"Я жила где-то здесь, - затравленно озиралась Марсель, - в этой тюрьме, в клетке, а они творили со мной что хотели. Я ничего не помню! ничего! а вдруг они сделали мне операцию на мозге?! нет, я ведь думаю, понимаю… превратили меня в зомби, запрограммировали, заставляли что-то делать, и я их слушалась, как собака! что мне могли приказать? убить кого-то?"
Чистенькая палата в одно мгновение сделалась адом, профессор - чудовищем! Все стало невыносимо ясно - толстенное непроглядное окно, дверь с тем же пуленепробиваемым стеклом… на двери нет ручки изнутри!
- Марсель, вам нехорошо? - привстал было профессор, но она отскочила от него, подыскивая, чем бы защититься.
- Не подходите!
- Успокойтесь, Марсель…
Она схватила свободный стул.
- Что вы сделали со мной?! вы! отвечайте!
Герц остановился - миловидная тоненькая девчушка вся кипела, глаза ее зло горели, руки вцепились в спинку стула.
- Зачем вы меня здесь держите?!
- Исключительно для вашего блага.
Пятясь, Марсель искала телефон, он работает, почему работает - думать некогда; сейчас, сейчас я вам устрою…
- Что вы хотите делать?
- Вызвать полицию! Сидите там, а то я вас ударю!
- Напрасный труд, Марсель, - со змеиной вежливостью заметил профессор. - Имейте в виду, что при наборе номера полиции аппарат отключится.
- Тогда… вы один не выйдете отсюда, только со мной!
- И угрожаете вы мне зря. Во-первых, я намного сильнее вас, а стул - не оружие. Во-вторых, дверь не заперта, и я вас не держу. Одежду вы можете взять у Клейна, моего ассистента, он подобрал для вас кое-что подходящее по нынешней погоде. Но если вы не дослушаете меня, то попадете в скверную историю.

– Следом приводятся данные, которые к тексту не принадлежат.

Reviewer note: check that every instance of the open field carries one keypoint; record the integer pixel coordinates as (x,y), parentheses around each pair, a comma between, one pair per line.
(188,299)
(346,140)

С каждым его словом хватка Марсель ослабевала - может, этот ровный глуховатый голос так действовал или почти бездвижный бледно-голубой взгляд; ее охватывало тошнотворное вялое отчаяние, она не понимала еще, что ждет ее за дверью, но рвануться и выскочить уже не могла. Скверная история - да, правда. Скверная история…
Стул опустился, и, держась за него, она сползла на пол, сжалась.
- Не плачьте, Марсель. Все не так плохо, как вы думаете… - Герц замялся. Утешать он никогда не умел, он старался убеждать, но порой его доводы не имели смысла. Он не мог просто выпустить девушку из дома - она сразу же столкнется с такими проблемами, что поневоле хочется посадить ее под замок. Но все собранные документы, даже видеопленка - в ее глазах ложь, подтасовка, мастерская фальсификация, ведь она ЖИВА. Ей пришло в голову самое естественное решение - махинации врачей, хитростью завладевших ею для секретных, запрещенных экспериментов, лишивших ее памяти. Она беззащитна, она в их власти - вот что она думает. И лишь в ночь с воскресенья на понедельник, около 01.55 Марсель поймет, что он ее не обманывал, потому что в это время она начнет умирать.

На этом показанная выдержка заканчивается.